I've built a U-Net model to perform audio mixing of multitrack audio, for which I've used 20s clips of the audio tracks (converted into spectrograms) as input in training the model. However the training process is incredibly long, so I think it would be better to take 2s clips from each track to train the model.
The data is organised as 8 stems (individual instrument tracks) as the inputs and a single mixture of the stems as the target (all have sr=44100
). I want to find the most energetic 2s section of the mixture track and crop all tracks (input and mixture) this specific 2s part. I'm mainly using librosa in my data preparation but I'm unsure what functions to use to find the start point of the loudest (I understand this is ambiguous) 88200 sample segment (2s).
If I am following the question well enough, the below code might be useful as a starting point.

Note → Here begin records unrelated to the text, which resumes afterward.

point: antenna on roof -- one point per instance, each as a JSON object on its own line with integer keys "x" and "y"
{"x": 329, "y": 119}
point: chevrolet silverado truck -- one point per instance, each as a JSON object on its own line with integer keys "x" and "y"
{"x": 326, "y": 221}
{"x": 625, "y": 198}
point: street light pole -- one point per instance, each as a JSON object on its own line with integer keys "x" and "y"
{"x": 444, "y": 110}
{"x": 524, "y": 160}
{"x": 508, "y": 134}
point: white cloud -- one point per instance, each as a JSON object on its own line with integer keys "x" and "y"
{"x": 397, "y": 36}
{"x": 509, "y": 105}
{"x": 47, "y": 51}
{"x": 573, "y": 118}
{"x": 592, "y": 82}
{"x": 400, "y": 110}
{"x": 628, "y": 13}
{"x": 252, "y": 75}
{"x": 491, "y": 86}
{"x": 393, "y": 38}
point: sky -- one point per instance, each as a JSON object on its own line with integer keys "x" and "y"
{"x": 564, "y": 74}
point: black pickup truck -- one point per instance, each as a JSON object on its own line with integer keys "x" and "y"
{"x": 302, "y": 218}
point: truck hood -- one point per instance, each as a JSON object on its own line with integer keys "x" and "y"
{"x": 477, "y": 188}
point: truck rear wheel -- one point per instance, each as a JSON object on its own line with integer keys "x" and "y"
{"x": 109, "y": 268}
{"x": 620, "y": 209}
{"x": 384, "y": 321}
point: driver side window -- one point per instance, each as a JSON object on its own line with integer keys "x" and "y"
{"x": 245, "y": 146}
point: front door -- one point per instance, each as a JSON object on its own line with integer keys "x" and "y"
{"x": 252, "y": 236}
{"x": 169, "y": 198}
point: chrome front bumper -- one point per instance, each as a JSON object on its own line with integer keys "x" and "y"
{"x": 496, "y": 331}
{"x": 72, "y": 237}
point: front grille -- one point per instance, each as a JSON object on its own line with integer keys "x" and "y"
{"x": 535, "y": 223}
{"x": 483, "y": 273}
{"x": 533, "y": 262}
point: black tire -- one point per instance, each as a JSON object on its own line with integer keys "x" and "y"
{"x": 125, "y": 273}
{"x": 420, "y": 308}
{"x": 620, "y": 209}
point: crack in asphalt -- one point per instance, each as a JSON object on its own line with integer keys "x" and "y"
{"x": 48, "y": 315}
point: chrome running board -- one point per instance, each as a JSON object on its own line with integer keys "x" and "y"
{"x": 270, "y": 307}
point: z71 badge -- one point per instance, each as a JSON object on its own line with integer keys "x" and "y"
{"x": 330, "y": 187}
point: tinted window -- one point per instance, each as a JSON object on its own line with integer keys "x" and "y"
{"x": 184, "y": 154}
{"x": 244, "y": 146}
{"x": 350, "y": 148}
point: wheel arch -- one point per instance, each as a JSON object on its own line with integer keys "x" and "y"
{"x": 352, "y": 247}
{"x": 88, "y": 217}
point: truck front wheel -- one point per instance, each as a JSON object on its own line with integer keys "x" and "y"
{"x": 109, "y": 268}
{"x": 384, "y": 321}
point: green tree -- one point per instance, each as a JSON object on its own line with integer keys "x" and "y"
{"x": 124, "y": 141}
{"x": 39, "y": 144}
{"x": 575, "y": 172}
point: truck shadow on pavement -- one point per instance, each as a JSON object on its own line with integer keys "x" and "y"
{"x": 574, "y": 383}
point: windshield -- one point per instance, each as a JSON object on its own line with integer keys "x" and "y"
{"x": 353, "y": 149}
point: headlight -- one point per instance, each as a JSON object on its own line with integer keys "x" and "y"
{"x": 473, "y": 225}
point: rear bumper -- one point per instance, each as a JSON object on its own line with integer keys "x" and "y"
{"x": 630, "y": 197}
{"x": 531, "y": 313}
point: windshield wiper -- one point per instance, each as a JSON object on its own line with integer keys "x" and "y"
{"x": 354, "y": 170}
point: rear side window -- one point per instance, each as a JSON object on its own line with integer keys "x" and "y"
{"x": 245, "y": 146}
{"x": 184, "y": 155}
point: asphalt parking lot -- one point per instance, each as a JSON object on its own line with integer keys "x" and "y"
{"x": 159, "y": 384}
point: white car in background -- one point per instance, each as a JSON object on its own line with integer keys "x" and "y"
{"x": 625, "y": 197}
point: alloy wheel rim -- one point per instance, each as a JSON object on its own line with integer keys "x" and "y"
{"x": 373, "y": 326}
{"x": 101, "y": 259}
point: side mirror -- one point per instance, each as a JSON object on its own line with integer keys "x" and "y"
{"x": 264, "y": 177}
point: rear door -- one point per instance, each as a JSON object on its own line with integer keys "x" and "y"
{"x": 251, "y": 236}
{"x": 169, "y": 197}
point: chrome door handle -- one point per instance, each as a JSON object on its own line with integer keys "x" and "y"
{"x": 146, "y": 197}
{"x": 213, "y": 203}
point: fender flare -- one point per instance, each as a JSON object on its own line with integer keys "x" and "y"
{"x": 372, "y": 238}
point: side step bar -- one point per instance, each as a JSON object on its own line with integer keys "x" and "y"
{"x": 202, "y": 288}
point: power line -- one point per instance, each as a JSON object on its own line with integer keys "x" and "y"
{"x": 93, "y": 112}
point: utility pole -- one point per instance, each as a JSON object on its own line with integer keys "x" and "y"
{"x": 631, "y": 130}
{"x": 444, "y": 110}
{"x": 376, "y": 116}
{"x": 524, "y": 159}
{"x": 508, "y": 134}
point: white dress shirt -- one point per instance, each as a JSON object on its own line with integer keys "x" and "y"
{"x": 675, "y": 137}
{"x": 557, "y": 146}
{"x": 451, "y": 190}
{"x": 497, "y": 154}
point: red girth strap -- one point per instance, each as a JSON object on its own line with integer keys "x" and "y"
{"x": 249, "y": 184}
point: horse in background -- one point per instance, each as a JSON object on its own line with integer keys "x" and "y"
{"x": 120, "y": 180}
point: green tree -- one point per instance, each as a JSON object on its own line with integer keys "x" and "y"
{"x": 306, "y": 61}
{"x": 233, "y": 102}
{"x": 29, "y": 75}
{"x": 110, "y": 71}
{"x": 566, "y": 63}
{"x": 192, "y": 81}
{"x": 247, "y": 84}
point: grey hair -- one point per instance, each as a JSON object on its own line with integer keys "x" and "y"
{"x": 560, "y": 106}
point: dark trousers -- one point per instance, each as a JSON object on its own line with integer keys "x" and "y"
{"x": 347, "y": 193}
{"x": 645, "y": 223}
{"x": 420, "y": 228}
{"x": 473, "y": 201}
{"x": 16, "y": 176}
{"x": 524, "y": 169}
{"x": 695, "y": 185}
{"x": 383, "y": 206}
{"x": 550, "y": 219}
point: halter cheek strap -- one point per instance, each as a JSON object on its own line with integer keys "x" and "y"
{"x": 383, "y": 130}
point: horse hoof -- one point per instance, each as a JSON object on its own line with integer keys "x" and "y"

It takes in one sound file and locates where it is "loudest" (as you allude to in the question, defining what bit is loudest is not entirely straight-forward) using librosa.feature.rms
and then cuts a two second slice out of the original sound file centered on that point:
import librosa
FILENAME = 'soundfile.wav' # change to path of your sound file
FRAME_LENGTH = 2048
HOP_LENGTH = 512
NUM_SECONDS_OF_SLICE = 2
sound, sr = librosa.load(FILENAME, sr=None)
clip_rms = librosa.feature.rms(y=sound,
frame_length=FRAME_LENGTH,
hop_length=HOP_LENGTH)
clip_rms = clip_rms.squeeze()
peak_rms_index = clip_rms.argmax()
peak_index = peak_rms_index * HOP_LENGTH + int(FRAME_LENGTH/2)
half_slice_width = int(NUM_SECONDS_OF_SLICE * sr / 2)
left_index = max(0, peak_index - half_slice_width)
right_index = peak_index + half_slice_width
sound_slice = sound[left_index:right_index]